What is performance?

antirez 4141 days ago. 264379 views.
The title of this blog post is an apparently trivial to answer question, however it is worth to consider a bit better what performance really means: it is easy to get confused between scalability and performance, and to decompose performance, in the specific case of database systems, in its different main components, may not be trivial. In this short blog post I’ll try to write down my current idea of what performance is in the context of database systems.

A good starting point is probably the first slide I use lately in my talks about Redis. This first slide is indeed about performance, and says that performance is mainly three different things.

1) Latency: the amount of time I need to get the reply for a query.

2) Operations per unit of time per core: how many queries (operations) the system is able to reply per second, in a given reference computational unit?

3) Quality of operations: how much work those operations are able to accomplish?

Latency
—

This is probably the simplest component of performance. In many applications it is desirable that the time needed to get a reply from the system is small. However while the average time is important, another concern is the predictability of the latency figure, and how much difference there is between the average case and the worst case. When used well, in-memory systems are able to provide very good latency characteristics, and are also able to provide a consistent latency over time.

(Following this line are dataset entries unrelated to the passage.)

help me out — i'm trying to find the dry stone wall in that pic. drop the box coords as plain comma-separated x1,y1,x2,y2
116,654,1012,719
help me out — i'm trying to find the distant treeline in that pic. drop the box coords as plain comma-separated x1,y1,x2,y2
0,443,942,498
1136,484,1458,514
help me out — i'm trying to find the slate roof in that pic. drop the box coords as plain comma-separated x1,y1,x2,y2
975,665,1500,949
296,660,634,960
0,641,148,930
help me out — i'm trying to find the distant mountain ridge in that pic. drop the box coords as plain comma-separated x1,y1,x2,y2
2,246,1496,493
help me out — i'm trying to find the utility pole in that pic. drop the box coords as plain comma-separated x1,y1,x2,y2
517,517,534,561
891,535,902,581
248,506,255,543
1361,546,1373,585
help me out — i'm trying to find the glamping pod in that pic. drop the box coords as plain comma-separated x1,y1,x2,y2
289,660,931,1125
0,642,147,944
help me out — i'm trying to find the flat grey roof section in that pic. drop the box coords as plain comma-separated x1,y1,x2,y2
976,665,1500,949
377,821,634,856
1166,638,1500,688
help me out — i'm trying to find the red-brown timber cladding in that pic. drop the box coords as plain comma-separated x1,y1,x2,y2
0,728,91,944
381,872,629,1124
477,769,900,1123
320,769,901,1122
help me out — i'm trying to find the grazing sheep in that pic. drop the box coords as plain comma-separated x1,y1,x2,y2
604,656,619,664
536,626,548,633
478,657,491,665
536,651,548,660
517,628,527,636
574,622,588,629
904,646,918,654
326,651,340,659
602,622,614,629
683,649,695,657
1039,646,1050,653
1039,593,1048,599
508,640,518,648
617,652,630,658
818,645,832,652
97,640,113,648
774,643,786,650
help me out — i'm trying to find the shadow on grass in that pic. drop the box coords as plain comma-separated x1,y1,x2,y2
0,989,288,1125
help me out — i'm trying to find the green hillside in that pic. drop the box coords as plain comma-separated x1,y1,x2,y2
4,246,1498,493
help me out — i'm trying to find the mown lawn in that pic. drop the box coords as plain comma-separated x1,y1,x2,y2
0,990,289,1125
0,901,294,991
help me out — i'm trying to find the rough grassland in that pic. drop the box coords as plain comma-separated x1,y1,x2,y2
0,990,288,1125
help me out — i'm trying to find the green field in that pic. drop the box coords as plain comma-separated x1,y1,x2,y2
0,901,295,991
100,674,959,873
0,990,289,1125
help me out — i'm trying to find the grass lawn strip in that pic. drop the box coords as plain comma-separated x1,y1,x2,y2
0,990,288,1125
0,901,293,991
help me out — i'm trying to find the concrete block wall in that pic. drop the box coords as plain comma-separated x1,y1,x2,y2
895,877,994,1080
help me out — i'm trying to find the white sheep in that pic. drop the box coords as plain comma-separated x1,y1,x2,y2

Operations per second per core
—

The second component I’m enumerating is what makes the difference between raw performance and scalability. We are interested in the amount of work the system is able to do, in a given unit of time, for a given reference computational unit. Linearly scalable systems can reach a big number of operations per second by using a number of nodes, however this means they are scalable, and not necessarily performant.

Operations per second per core is also usually bound to the amount of queries you can perform per watt, so to the energy efficiency of the system. 

Quality of operations
—

The last point, while probably not as stressed among developers as throughput and latency, is really important in certain kind of systems, especially in-memory systems.

A system that is able to perform 100 operations per second, but with operations of “poor quality” (for example just GET and SET in Redis terms) has a lower performance compared to a system that is also able to perform an INCR operation with the same latency and OPS characteristics.
For instance, if the problem at hand is to increment counters, the former system will require two operations to increment a counter (we are not considering race conditions in this context), while the system providing INCR is able to use a single operation. As a result it is actually able to provide twice the performance of the former system.

As you can see the quality of operations is not an absolute meter, but depends on the kind of problem to solve. The same two systems if we want to cache HTML fragments are equivalent since the INCR operation would be useless.

The quality of operations is particularly important in in-memory systems, since usually the computation itself is negligible compared to the time needed to receive, dispatch the command, and create a reply, so systems like Redis with a rich set of operations are able to provide better performance in many contexts almost for free, just allowing the user to do more with a single operation. The “do more” part can actually mean a lot of things: either provide a reply to a more complex question, like for example the ZRANK command of Redis, or simply being able to provide a more *selective* reply, like HMGET command that is able to provide information just for a subset of the fields composing an Hash value, reducing the amount of bandwidth required between the server and its clients.

In general quality of operations don't only affect performances because they give less or more value to the operations per second the system is able to perform: operations quality also directly affect latency, since more complex operations are able to avoid back and forth data transfer between clients and servers required to mount multiple simpler operations into a more complex computation.

Conclusion
—

I hope that this short exploration of what performance is uncovered some of the complexities involved in the process of evaluating the capabilities of a database system from this specific point of view. There is a lot more to say about it, but I found that the above three components of the performance are among the most interesting and important when evaluating a system and when there is to understand how to evolve an existing system to improve its performance characteristics.

Thanks to Yiftach Shoolman for feedbacks about this topic.